Hubei Province Key Laboratory of Molecular Imaging, Wuhan, 430000, China.
J Imaging Inform Med. 2025 Feb 19. doi: 10.1007/s10278-025-01446-1.
The rapid advancements of deep learning technology have revolutionized medical imaging diagnosis. However, training these models is often challenged by label imbalance and the scarcity of certain diseases. Most models fail to recognize multiple coexisting diseases, which are common in real-world clinical scenarios. Moreover, most radiological models rely solely on image data, which contrasts with radiologists' comprehensive approach, incorporating both images and other clinical information such as clinical history and laboratory results. In this study, we introduce a Multimodal Chest X-ray Network (MCX-Net) that integrates chest X-ray images and clinical history texts for multi-label disease diagnosis. This integration is achieved by combining a pretrained text encoder, a pretrained image encoder, and a pretrained image-text cross-modal encoder, fine-tuned on the public MIMIC-CXR-JPG dataset, to diagnose 13 diverse lung diseases on chest X-rays. As a result, MCX-Net achieved the highest macro AUROC of 0.816 on the test set, significantly outperforming unimodal baselines such as ViT-base and ResNet152, which scored 0.747 and 0.749, respectively (p < 0.001). This multimodal approach represents a substantial advancement over existing image-based deep-learning diagnostic systems for chest X-rays.

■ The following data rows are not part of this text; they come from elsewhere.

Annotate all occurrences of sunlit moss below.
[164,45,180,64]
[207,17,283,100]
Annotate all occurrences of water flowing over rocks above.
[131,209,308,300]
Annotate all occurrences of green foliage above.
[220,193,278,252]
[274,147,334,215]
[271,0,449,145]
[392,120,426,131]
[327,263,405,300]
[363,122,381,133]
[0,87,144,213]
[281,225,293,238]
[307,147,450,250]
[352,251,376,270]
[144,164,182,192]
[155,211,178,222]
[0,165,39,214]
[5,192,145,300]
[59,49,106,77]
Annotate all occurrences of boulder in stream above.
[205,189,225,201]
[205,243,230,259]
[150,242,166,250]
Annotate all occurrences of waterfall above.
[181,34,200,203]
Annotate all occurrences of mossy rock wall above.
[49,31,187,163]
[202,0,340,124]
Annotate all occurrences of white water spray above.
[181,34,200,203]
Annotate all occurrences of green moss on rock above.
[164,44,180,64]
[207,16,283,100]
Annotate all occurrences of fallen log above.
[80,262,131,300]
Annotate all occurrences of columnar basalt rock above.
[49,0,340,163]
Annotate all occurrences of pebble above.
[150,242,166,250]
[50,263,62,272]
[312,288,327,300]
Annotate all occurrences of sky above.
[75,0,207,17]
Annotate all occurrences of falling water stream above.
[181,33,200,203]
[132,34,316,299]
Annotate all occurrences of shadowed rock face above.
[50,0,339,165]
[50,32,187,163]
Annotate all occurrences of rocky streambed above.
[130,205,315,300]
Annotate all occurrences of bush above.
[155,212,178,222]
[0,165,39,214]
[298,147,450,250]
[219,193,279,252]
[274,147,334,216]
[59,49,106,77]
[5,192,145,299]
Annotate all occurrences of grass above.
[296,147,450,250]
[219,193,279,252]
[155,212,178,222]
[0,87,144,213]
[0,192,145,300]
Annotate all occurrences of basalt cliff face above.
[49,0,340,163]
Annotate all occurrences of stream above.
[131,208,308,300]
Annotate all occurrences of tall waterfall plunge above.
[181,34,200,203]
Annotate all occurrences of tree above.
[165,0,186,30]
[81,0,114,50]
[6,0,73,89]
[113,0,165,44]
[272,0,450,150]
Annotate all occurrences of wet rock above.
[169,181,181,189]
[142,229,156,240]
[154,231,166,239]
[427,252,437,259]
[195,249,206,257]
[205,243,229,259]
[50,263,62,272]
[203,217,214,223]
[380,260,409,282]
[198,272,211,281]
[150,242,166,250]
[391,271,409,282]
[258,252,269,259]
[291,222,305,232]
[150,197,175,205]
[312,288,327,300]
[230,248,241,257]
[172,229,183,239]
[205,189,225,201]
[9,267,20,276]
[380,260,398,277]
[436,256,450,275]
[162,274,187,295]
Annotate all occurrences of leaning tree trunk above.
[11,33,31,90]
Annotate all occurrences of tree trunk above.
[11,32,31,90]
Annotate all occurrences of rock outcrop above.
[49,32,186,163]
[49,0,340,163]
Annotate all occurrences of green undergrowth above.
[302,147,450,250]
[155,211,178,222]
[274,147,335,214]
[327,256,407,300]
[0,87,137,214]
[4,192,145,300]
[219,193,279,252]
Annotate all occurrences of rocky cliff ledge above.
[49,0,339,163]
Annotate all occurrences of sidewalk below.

深度学习技术的快速发展彻底改变了医学影像诊断。然而,训练这些模型常常受到标签不平衡和某些疾病样本稀缺的挑战。大多数模型无法识别多种并存的疾病,而这在现实世界的临床场景中很常见。此外,大多数放射学模型仅依赖图像数据,这与放射科医生综合考虑图像以及其他临床信息(如临床病史和实验室检查结果)的全面方法形成对比。在本研究中,我们引入了一种多模态胸部X线网络(MCX-Net),该网络整合胸部X线图像和临床病史文本以进行多标签疾病诊断。这种整合是通过结合一个预训练的文本编码器、一个预训练的图像编码器和一个预训练的图像-文本跨模态编码器来实现的,这些编码器在公开的MIMIC-CXR-JPG数据集上进行微调,以诊断胸部X线片上的13种不同肺部疾病。结果,MCX-Net在测试集上实现了0.816的最高宏平均受试者工作特征曲线下面积(macro AUROC),显著优于单模态基线模型,如ViT-base和ResNet152,它们的得分分别为0.747和0.749(p < 0.001)。这种多模态方法相对于现有的基于图像的胸部X线深度学习诊断系统有了实质性的进步。